Александр Александрович Любищев (1890—1972)
Шрифт:
Война 1914—1918 гг. была воспринята отцом как бедствие, порожденное «империализмом великих держав». Я знаю это из его ответов на мои вопросы, когда он потом рассказывал нам, детям, о событиях. мировой истории. Перед войной он уже прочитал К. Маркса (конечно, в подлиннике), вполне разделял'его взгляды на политико-экономические вопросы и с этих позиций объяснял нам устройство общества. Однако эти разговоры он относил к сфере идеологии, настоящим же своим делом он считал единственно науку. До революции ему довелось преподавать естественные науки и математику рабочим в кружках Выборгской стороны, но, как он сам признавался, его плохо понимали. Настроения его были чрезвычайно левыми; известно, что дед мой уговаривал его уехать за границу и там в тиши работать, чтобы за него не волноваться. Февральская революция была восторженно встречена всеми, кого я знаю из близких
Сколько смогу, расскажу об эволюции научных взглядов отца в те годы, пользуясь его собственными воспоминаниями на эту тему. Первые мысли о возможности математизации морфологии возникли у отца вследствие самостоятельного чтения и размышлений. Он упоминает, в частности, книгу Скиапарелли о сравнительном изучении естественной органической и чистой геометрической формы. В воспоминаниях передан разговор с В. Н. Беклемишевым на Мурманской биостанции в 1912 г. о гармонических очертаниях придатков тела морских кольчатых червей; уже тогда у отца возникла мысль о возможности математического описания этих придатков (параподий).
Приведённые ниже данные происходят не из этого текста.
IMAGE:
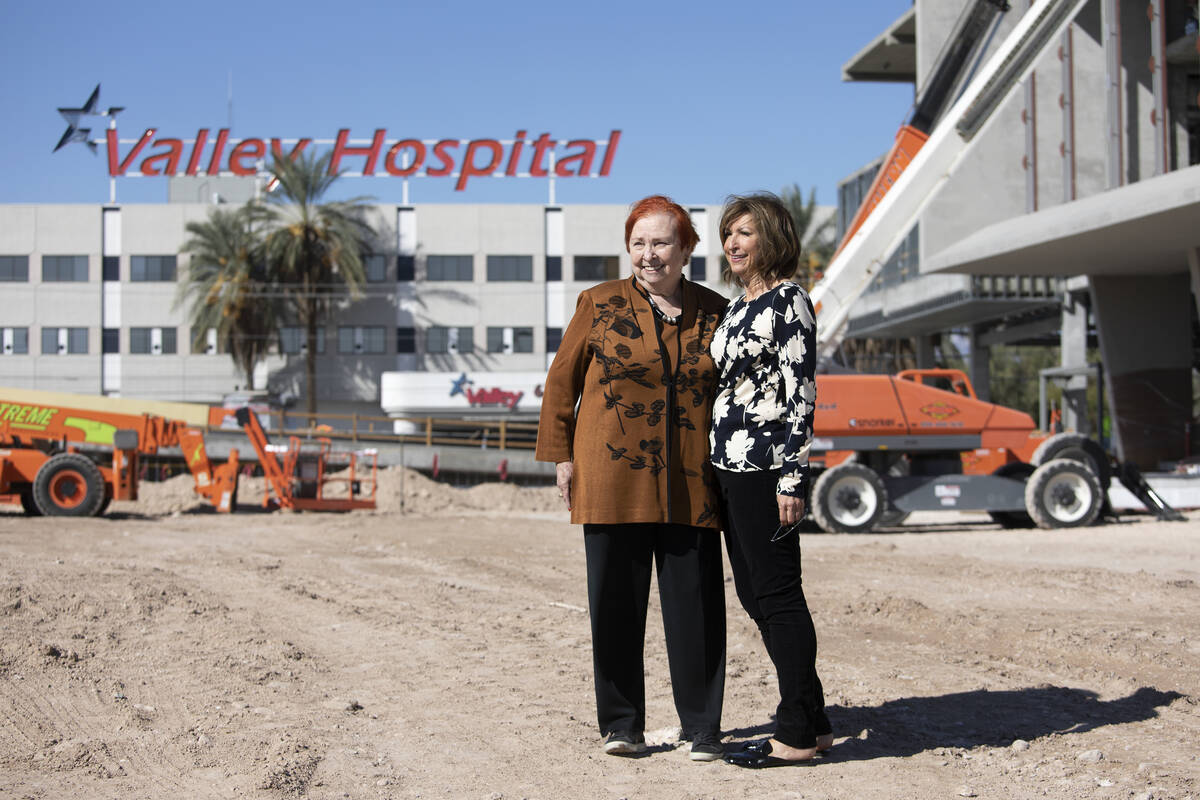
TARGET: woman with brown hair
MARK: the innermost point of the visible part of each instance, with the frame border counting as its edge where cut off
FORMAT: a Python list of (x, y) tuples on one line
[(624, 416), (762, 428)]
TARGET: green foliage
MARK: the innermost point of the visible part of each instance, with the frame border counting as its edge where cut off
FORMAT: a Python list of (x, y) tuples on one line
[(817, 236), (227, 287)]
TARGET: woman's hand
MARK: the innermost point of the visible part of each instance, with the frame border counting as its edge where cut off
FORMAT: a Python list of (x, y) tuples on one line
[(564, 471), (791, 509)]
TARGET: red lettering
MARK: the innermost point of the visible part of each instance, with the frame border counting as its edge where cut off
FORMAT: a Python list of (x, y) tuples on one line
[(439, 152), (585, 157), (371, 152), (115, 167), (217, 149), (609, 152), (517, 144), (418, 149), (277, 149), (246, 149), (540, 145), (193, 163), (172, 155), (468, 161)]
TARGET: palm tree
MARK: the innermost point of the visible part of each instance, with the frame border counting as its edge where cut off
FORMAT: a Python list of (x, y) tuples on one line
[(816, 236), (227, 284), (313, 250)]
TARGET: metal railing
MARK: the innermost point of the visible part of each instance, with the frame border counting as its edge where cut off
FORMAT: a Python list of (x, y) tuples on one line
[(499, 434)]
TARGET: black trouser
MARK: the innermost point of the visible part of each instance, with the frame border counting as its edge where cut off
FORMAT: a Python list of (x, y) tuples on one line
[(767, 577), (691, 589)]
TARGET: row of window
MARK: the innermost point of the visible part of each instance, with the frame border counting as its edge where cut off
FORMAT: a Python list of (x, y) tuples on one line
[(71, 341), (57, 269), (351, 340)]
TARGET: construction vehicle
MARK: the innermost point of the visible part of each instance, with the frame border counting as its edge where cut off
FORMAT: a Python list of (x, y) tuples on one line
[(887, 445), (58, 461)]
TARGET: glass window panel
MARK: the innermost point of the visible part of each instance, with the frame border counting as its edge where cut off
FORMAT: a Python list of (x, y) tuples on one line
[(406, 268), (437, 340), (466, 340), (15, 269), (597, 268), (139, 340), (522, 340), (510, 268), (496, 340), (376, 268), (373, 338), (406, 340)]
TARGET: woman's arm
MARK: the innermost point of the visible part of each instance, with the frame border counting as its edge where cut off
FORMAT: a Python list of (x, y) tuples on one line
[(796, 337), (564, 384)]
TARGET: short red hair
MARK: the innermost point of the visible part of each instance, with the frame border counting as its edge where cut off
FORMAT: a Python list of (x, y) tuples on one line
[(661, 204)]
В студенческие годы отец был «ортодоксальным дарвинистом», как и большинство преподавателей университета.
В 1906—1910 гг. он был поглощен лабораторными исследованиями и относился к «философствованиям», по выражению К. Н. Давыдова, «с нескрываемым омерзением». В философии он считал себя «сознательным варваром», т. е. полным ее отрицателем. И именно в таком умонастроении он услышал в 1911 г. в Биологическом обществе при Академии наук{2 Петербургский филиал Международного Биологического Общества — Societe de Biologie de France et de Belgique.} доклад Александра Гавриловича Гурвича «О механизме наследования форм», в котором была развита идея, впоследствии получившая название морфогенетического поля. В своих воспоминаниях об А. Г. Гурвиче отец пишет, что доклад произвел на него «ошеломляющее впечатление... математическим подходом, смелостью идей, исключительной новизной и убедительностью». После встречи с А. Г. у отца изменился масштаб оценки человека; как он сам пишет, «огромное большинство знакомых мне ученых много потеряло в моих глазах. И это несмотря на то, что нас с А. Г. вряд ли можно было назвать единомышленниками. Почти по всем вопросам как науки, так и общего мировоззрения у нас были длительные споры, и мы редко договаривались до согласия...». Я с детства хорошо помню А. Г. Гурвича. Он был на 16 лет старше отца. Его образ, дополненный рассказами разных лиц, остается живым до сих пор; особенно запечатлелось в памяти то, что отец всегда называл его «своим дорогим учителем и другом».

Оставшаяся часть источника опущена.